La madre

Le gusta la música de Schubert que tanto amaba su hijo, el hijo muerto por propia voluntad, por absoluto deseo. Una muerte que fue madurando por dentro, poco a poco, haciéndose a la idea, sintiendo su compañía, como la más pura expresión del consuelo. Superar el pasado, liberarse de él, no era posible. Hubiera significado convertirse en otro, y él no quería ser otro. Y el pasado era una visión de horror y lágrimas que lo abarcaba todo. Se reprochaba no haber sabido detener el tiempo, transmutar la realidad, por el movimiento mágico del amor. Pero no, el amor no lo cura todo, el amor de uno es silencio y distancia en el otro. No, el amor no basta. Y si el amor no basta, hay que buscar el descanso, la ausencia de dolor, la nada. Volver al magma informe del origen del mundo, que el alma migre al corazón de una margarita blanca, de una violeta. Mejor una flor, sí, los pájaros tienen corazón, los tigres tienen corazón, las flores no, solo alma. Y el corazón es peligroso porque traiciona. El hijo siente que los dioses han dejado de poner en él su mirada y ha quedado abandonado a su suerte. Como Héctor encuentra la muerte a manos de Aquiles cuando Marte aparta de él sus ojos, él teme que ese abandono le lleve a la pérdida definitiva de una parte de sí mismo que nunca volverá a tener. Mejor la muerte.

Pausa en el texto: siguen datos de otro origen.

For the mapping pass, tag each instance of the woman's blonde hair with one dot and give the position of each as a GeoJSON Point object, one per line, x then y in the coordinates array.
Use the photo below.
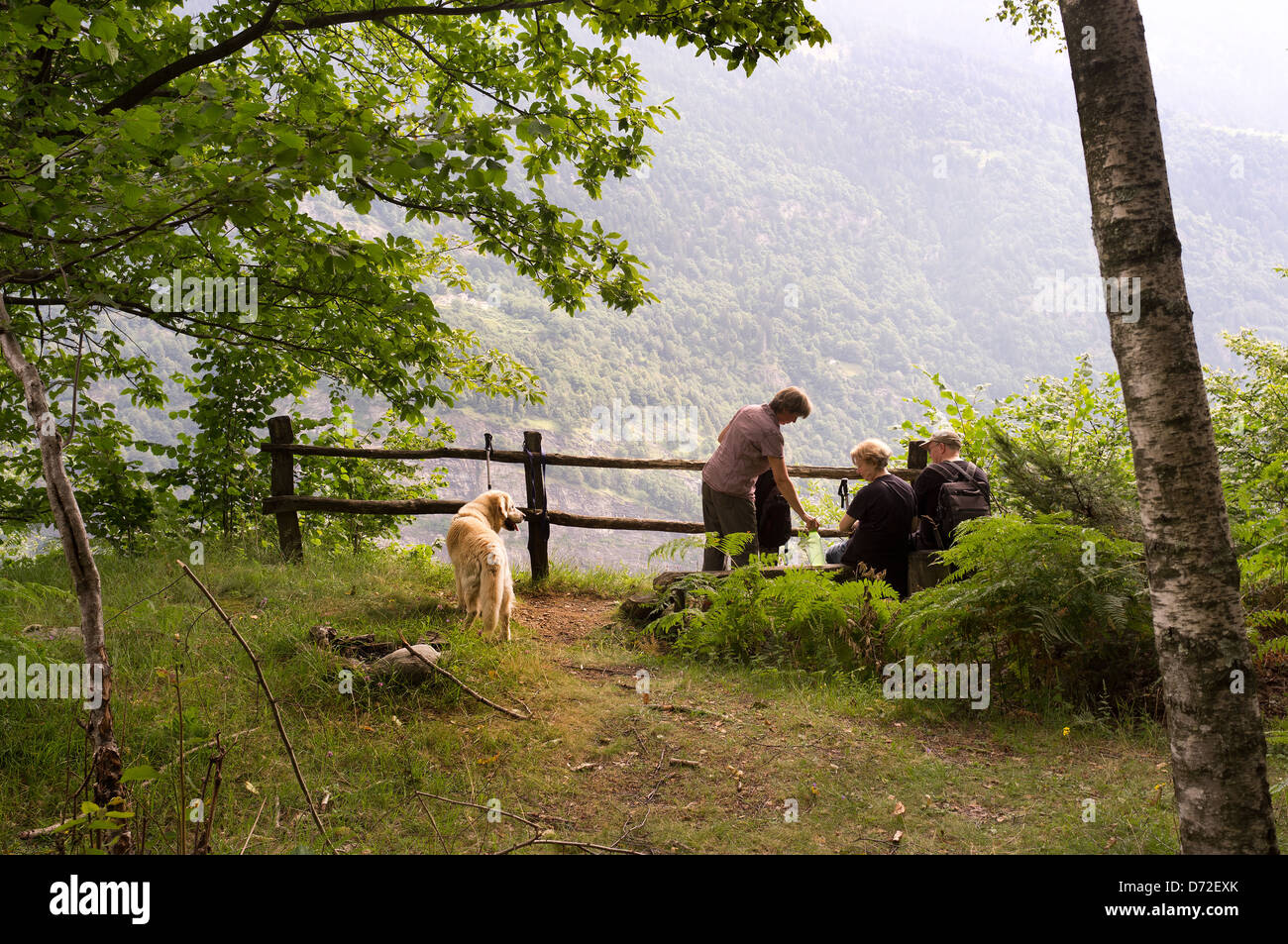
{"type": "Point", "coordinates": [872, 451]}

La madre lo intuye, lo sabe, pero no lo entiende. Desde siempre todo ha girado en torno de sí misma. Habla con el hijo para ser escuchada, quiere que él tome partido, que elija, y si no la elige a ella, lo castiga con su reproche y distancia. Un reproche sutil, una distancia medida. Desconoce el amor sin condiciones, la entrega total que implica salir del todo de sí misma. Vive entregada al cultivo de sus necesidades, de sus ilusiones, de un mundo interior que considera único, tocado por la gracia.

Nunca pensó que todo pudiera llegar tan lejos, se siente confusa, pero se mantiene obstinada buscando una causa ajena a ella, una causa situada fuera, en los otros, en las circunstancias de la vida, en la debilidad del hijo. Se calla. Levanta la mirada hacia el médico y se sorprende de que hayan transcurrido tantos meses desde que sucedió la desgracia. Está cansada, desea irse a casa, sentarse en la penumbra de su habitación, escuchar música, descansar. Quiere oír a Shubert y busca entre los discos del hijo, elige “La muerte y la doncella” que a él tanto le gustaba, una música premonitoria, cargada de significado. La muerte que se acerca, su llamada tan dulce, no temas, no temas, la sorpresa y el miedo de la joven, el descanso final. Desea abandonarse, ella también al descanso de la música, a la emoción de la belleza.

No es capaz de liberarse de esa visión egocéntrica de sí misma. El hijo como el niño pequeño que continúa en la infancia y no pide, solo recibe. El hijo como una prolongación de sí misma, siempre centrada en sus pequeñas necesidades, por encima de todo, como si la vida fuera un juego, absorta en una sensibilidad que considera excepcional. Y el hijo necesitaba una columna, una muralla en la que reposar, un vaso de arcilla que recogiera la sangre que le goteaba, mirándole cara a cara, sin que el pulso temblara.

Y ahora todo son palabras en medio del silencio, todo son preguntas cuando no hay respuesta. Pero el dolor no es tan grande. Una carga de razones, guiadas por el instinto, se ha aposentado poco a poco en lo más hondo. Una coraza lustrosa y dura por la que resbalan las palabras y el agua que brota de la fuente del sufrimiento.

Y la vida sigue camino de la siguiente parada. Recorre las estancias que quedan, como el tiempo recorre las estaciones del año. Y en el fondo, qué sorpresa, solo era esto, el dolor solo era esto.